Reputation: 1332
I have been asked to investigate some of our MDBs and where applicable move logic to an EJB. My question is does it matter if all the logic is in the OnMessage method or should this call an EJB method. The current logic does not need to be called directly so there is no need to make it accessible via an EJB. Would the MDB calling the EJB have any benefits?
Upvotes: 0
Views: 411
Reputation: 748
An MDB can contain references to another EJB, JMS connection resources and any other datasource or database connection resources. Other than that it should not hold any state (like a stateless bean not holding client state). MDBs are not accessed directly by clients, and no interface gets exposed, mdbs listen for messages asynchronously from clients.
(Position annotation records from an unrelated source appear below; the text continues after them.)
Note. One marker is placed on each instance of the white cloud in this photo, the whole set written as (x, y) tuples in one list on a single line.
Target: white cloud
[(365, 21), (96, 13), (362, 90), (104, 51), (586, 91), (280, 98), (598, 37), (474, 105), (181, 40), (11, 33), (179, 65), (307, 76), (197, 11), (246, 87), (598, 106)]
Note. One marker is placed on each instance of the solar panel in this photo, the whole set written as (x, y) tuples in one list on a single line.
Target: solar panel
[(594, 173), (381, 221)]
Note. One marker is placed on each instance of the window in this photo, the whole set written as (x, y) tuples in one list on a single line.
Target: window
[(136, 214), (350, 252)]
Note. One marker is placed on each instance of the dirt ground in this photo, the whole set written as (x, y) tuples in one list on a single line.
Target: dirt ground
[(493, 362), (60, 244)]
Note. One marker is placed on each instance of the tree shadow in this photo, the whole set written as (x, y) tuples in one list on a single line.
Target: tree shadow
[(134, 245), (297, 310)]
So, check if the MDB instances retain any data or conversational state for a specific client. Generally container should be able to assign a message to any one of the mdbs and also pool the instances, such that streams of messages from multiple clients can be processed concurrently. So separating concerns, as for any other class will have its benefit here as well, MDB should do what it is intended to do, move the business logic related to message handling to another EJB instance (if the contianer services are required).
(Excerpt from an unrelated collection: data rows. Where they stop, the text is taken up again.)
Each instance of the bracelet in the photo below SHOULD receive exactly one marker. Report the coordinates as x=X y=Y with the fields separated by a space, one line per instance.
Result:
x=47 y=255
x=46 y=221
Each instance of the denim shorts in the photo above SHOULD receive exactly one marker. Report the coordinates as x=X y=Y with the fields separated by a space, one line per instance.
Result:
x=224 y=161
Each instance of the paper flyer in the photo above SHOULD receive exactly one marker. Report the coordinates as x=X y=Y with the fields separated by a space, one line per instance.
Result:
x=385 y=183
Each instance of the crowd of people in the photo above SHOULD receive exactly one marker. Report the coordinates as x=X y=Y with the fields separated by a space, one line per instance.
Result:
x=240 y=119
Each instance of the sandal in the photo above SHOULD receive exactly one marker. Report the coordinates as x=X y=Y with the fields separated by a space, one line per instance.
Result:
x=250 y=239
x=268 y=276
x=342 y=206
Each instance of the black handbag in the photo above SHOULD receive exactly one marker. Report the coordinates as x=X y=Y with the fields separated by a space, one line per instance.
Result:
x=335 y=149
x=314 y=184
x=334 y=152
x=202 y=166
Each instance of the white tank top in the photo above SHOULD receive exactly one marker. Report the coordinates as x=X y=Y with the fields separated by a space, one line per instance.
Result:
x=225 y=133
The value of separation of concerns is simplifying development and maintenance of computer programs. When concerns are well-separated, individual sections can be reused, as well as developed and updated independently. Of special value is the ability to later improve or modify one section of code without having to know the details of other sections, and without having to make corresponding changes to those sections.
see wiki Separation of concerns. Separate class need be an ejb if u require the container services like transaction.
Upvotes: 0
Reputation: 19445
The primary benefit of moving your logic to an EJB is that this will give you additional control over transaction boundaries.
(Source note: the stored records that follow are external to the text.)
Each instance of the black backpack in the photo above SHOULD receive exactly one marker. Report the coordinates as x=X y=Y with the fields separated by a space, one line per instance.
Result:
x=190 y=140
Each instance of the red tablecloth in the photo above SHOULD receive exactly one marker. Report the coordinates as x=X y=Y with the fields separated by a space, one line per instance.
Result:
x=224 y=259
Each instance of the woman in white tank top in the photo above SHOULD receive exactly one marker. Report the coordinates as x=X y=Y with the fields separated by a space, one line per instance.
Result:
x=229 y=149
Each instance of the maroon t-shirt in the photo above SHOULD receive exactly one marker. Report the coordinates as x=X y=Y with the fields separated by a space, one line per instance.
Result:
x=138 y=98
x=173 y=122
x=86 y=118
As MDBs are inherently transactional, failures can result in a rollback followed by the message being re-delivered. Sometimes this is exactly the behaviour you want, but not often.
If you configure the service method on your EJB so that it starts a new transaction (REQUIRES_NEW) then any errors will result in a rollback of the EJB's transaction, but not that of the MDB.
The onMessage
method can then take whatever action is required to recover (or not) within it's still intact transaction.
Upvotes: 1
Reputation: 1436
There is a difference between MDB and and EJB bean. MDB is basically used for asynchronous processing where some system puts a message on the Queue and then Application server picks up an instance of MDB from the pool and process that message. In case of EJB, its a synchronous call where client has to wait for the Application Server to respond.
So if you want to move your login into MDBs then check if the Asynhronous work which that MDB was doing is needed or not at all.
And instead of moving logic to EJB and calling that EJB , you can create an internal service class which will have the business logic and use this service from both the MDB and EJB implementation method. So whichever way client wants it (asynchronous/synchronous), you can serve the same business logic.